I got this question by e-mail recently:
If Sabbath was not moral law then why does the Roman Catholic Church say it is a mortal sin to miss Sunday [the new Sabbath?] worship? If we don’t have to observe the 7th day then why would we have to observe the first day? God never ever said that! I’m so confused.
That’s a very good question.
The Sabbath is not a moral law in that the timing of it has nothing moral about it – that is purely ceremonial, a remembrance of a certain event. The moral aspect lies with our duty to God. It is our duty to worship God, and this includes coming together as a community of believers. (Obviously not always possible, but the New Testament does call for more than private faith without fellowship.)
The New Testament does not bind us to the Sabbath – in fact, Paul tells us that whatever day we keep, we do so for the glory of God. He also says that the Sabbath is a shadow of what we now have the reality of in Christ. The day, the timing, is not important to Christians.
God did not formally ordain Sunday as a day of worship – that was done by the early Christians, with the Holy Spirit working in them (and is recorded in the Bible). Its purpose was to give glory to God by celebrating the resurrection.
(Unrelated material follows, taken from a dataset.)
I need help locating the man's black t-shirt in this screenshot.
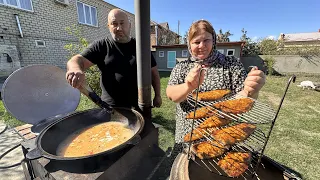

Unless there is a good reason not to, refusal to worship with fellow Christians must be seen in a negative light – it is not good for the Christian, and it is not good for the fellowship of the Church. It is in that sense that not going to church is considered to be a sin. That is the moral sense that existed when the Sabbath was in force as well, and while the timing on the 7th day is no longer of importance to Christians, the same moral requirement to worship God applies to Christians on Sundays, Easter, Christmas, and any day when the faithful gather together as a group to celebrate some aspect of Christ’s life and work. For those who still keep the 7th day, God will judge their hearts, not their calendar, and so the same moral principle would apply to them regarding the Sabbath.